Loki

Loki is a set of components that can be composed into a fully featured logging stack.

Unlike other logging systems, Loki is built around the idea of only indexing metadata about your logs: labels (just like Prometheus labels). Log data itself is then compressed and stored in chunks in object stores such as Amazon Simple Storage Service (S3) or Google Cloud Storage (GCS), or even locally on the filesystem.

A small index and highly compressed chunks simplifies the operation and significantly lowers the cost of Loki.

Installation ⚑

There are many ways to install Loki, we're going to do it using docker-compose taking their example as a starting point and complementing our already existent grafana docker-compose.
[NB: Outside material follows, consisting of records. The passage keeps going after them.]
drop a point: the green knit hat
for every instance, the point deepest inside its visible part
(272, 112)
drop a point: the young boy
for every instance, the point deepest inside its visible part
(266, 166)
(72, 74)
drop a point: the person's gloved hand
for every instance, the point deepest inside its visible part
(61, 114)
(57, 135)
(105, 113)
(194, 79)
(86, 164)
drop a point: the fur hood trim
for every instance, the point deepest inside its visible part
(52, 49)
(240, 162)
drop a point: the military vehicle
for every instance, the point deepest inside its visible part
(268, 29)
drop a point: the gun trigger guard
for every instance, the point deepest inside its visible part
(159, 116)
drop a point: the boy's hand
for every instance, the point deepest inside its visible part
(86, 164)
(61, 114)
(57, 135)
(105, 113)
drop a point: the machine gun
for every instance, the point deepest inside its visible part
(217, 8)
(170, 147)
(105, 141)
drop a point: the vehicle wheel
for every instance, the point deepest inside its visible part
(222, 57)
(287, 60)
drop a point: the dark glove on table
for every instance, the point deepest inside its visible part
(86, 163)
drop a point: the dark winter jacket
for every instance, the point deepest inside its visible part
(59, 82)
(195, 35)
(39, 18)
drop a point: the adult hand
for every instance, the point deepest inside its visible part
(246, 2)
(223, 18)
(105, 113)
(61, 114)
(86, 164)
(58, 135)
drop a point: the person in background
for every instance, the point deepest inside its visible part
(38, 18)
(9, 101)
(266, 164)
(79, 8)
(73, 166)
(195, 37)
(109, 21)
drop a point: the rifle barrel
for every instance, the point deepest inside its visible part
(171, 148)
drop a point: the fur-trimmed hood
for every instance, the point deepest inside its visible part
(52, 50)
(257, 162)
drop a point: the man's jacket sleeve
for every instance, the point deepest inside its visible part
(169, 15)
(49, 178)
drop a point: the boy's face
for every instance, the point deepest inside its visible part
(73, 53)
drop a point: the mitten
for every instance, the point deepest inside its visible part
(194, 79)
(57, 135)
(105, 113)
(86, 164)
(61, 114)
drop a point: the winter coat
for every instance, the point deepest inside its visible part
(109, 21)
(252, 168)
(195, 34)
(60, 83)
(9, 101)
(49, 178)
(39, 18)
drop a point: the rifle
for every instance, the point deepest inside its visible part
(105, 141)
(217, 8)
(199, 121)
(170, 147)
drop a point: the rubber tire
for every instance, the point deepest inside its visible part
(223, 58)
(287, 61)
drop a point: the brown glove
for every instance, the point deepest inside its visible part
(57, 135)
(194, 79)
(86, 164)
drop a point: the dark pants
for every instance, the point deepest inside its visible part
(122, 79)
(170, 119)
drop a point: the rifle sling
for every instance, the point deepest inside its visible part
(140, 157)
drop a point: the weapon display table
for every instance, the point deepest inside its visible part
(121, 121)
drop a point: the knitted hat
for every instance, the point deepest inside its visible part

It uses the official loki docker

Set up the docker compose⚑

Save the next docker compose at /data/grafana or wherever you want:

---
version: "3.3"
services:
  grafana:
    image: grafana/grafana-oss:${GRAFANA_VERSION:-latest}
    container_name: grafana
    restart: unless-stopped
    volumes:
      - grafana-config:/etc/grafana
      - grafana-data:/var/lib/grafana
    networks:
      - grafana
      - swag
    env_file:
      - .env
    depends_on:
      - db
  db:
    image: postgres:${DATABASE_VERSION:-15}
    restart: unless-stopped
    container_name: grafana-db
    environment:
      - POSTGRES_DB=${GF_DATABASE_NAME:-grafana}
      - POSTGRES_USER=${GF_DATABASE_USER:-grafana}
      - POSTGRES_PASSWORD=${GF_DATABASE_PASSWORD:?database password required}
    networks:
      - grafana
    volumes:
      - db-data:/var/lib/postgresql/data
    env_file:
      - .env

  loki:
    image: grafana/loki:${LOKI_VERSION:-latest}
    container_name: loki
    ports:
      - "3100:3100"
    command: -config.file=/etc/loki/local-config.yaml -print-config-stderr
    volumes:
      - loki-data:/loki
    networks:
      - grafana
      - loki
    env_file:
      - .env

  promtail:
    image: grafana/promtail:${PROMTAIL_VERSION:-latest}
    container_name: promtail
    volumes:
      - /var/log:/var/log
    command: -config.file=/etc/promtail/config.yml
    networks:
      - loki
    env_file:
      - .env
networks:
  grafana:
    external:
      name: grafana
  swag:
    external:
      name: swag
  loki:
    external:
      name: loki

volumes:
  grafana-config:
    driver: local
    driver_opts:
      type: none
      o: bind
      device: /data/grafana/app/config
  grafana-data:
    driver: local
    driver_opts:
      type: none
      o: bind
      device: /data/grafana/app/data
  db-data:
    driver: local
    driver_opts:
      type: none
      o: bind
      device: /data/grafana/database
  loki-data:
    driver: local
    driver_opts:
      type: none
      o: bind
      device: /data/loki/data

Define the .env file similar to:

# Check all configuration options at:
# https://grafana.com/docs/grafana/latest/setup-grafana/configure-grafana

# -----------------------------
# --- General configuration ---
# -----------------------------
GRAFANA_VERSION=latest
GF_DEFAULT_INSTANCE_NAME="production"
GF_SERVER_ROOT_URL="https://production.your-domain.org"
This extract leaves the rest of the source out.